I leave Gilcrest with the phone and crawl through underbrush. The cabin sits twenty yards away, nestled in trees, across an expanse of granite. My hand brushes a stone large enough to fit in my palm, and I grab hold of it. I ease over the rough surface until I press my back to the cabin’s timber walls and slide beneath the open window. Inside, Freya sits, bound to a chair with silver duct tape, a kerosene lantern burning beside her, her face bruised. Paul paces in front of her.

“Duncan wanted to control you,” he says. “He has, ever since you met him. Hosting true crime? Singing in a local dive? You’re so much better than that.” Paul stops himself. “But I fixed it. And I’ll fix what comes next, too.”

I rise slowly over the sill. What looks like Gilcrest’s gun sits beside the kerosene lamp on a wooden table. Paul’s back is to me, but Freya’s eyes flick my way. Paul spins around as I duck and scramble to the back of the house. Footsteps pound across the cabin floor, and light from the kerosene lamp spills into the night. “Duncan?” Paul calls. “Did you come for more? I’ll shoot you again if that’s what it takes.”

He moves toward the corner of the cabin, the light traveling with him, the gun in hand, his shadow extending across the stony plateau. I keep to the dark, retreating as he pursues.

“Come out, come out,” Paul says. “Be a man.”

I stop at the next corner, the stone clenched in my palm. I’ll get one chance, and one chance only. Will Paul hesitate long enough when he sees that it’s me? Will he care?

He stops and turns, retracing his steps into the cabin. “What did you see?” he asks Freya.

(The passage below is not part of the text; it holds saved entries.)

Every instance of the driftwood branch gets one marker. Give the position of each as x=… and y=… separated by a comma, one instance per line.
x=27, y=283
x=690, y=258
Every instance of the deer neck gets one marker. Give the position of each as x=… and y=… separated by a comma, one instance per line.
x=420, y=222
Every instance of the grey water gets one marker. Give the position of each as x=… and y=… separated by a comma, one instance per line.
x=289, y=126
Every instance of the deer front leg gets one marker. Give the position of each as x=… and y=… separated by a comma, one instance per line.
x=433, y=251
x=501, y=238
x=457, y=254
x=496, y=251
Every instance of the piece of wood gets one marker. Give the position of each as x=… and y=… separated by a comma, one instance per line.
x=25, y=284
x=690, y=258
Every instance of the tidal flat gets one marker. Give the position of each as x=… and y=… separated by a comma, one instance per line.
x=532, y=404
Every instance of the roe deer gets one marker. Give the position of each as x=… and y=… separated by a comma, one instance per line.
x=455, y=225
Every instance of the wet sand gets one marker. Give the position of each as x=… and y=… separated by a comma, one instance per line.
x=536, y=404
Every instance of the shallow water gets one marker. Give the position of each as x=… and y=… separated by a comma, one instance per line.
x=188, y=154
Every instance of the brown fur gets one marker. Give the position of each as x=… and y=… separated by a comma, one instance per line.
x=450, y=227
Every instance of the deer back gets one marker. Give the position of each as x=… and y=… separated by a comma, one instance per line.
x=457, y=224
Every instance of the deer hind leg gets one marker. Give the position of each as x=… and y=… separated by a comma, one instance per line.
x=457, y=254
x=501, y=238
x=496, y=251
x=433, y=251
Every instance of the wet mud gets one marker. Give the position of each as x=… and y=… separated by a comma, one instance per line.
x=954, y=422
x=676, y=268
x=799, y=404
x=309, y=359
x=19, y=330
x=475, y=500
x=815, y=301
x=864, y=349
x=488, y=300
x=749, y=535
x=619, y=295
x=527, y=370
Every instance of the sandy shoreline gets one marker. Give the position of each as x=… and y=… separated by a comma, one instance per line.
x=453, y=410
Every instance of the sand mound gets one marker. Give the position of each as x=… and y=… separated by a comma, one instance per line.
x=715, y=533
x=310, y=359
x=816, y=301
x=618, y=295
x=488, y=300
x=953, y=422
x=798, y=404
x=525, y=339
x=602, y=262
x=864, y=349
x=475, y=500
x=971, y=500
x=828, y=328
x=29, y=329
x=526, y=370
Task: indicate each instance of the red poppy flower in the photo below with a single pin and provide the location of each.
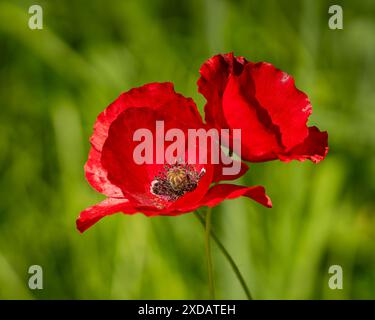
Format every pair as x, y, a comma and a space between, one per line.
264, 103
152, 189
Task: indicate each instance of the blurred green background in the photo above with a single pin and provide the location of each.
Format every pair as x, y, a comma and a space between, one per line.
55, 81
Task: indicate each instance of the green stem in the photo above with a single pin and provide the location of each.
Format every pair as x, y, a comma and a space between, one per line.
208, 254
227, 256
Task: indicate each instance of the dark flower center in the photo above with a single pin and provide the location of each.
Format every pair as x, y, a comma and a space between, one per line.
175, 180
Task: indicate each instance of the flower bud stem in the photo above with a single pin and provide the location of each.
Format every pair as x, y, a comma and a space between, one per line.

Tape rips from her mouth, and it takes a moment before she answers. I imagine her testing her jaw and stalling for whatever time she can.

“Water,” she says, her voice raspy.

“Who’s here?”

“Put the gun down,” Freya says. “Then water. More than a sip. After that, maybe I’ll talk.”

A few seconds later, I hear her gulping. Finally, she says, “Where’s Duncan?”

“Dead. I shot him with his own gun.”

Freya gasps. “Oh, Paul. Why?” she says.

“For you,” Paul shouts. “He was stringing you along. Couldn’t you see that? He had you trapped here.”

I take my place beneath the window and peer over the frame. Freya’s eyes are red and swollen, but this time she doesn’t make the mistake of looking my way.

“This is for the best,” Paul says, his voice soft. He holds a tissue to Freya’s nose. “There you go. That must feel better. But Duncan’s not worth these tears.”

Freya closes her eyes. “You’re right,” she says.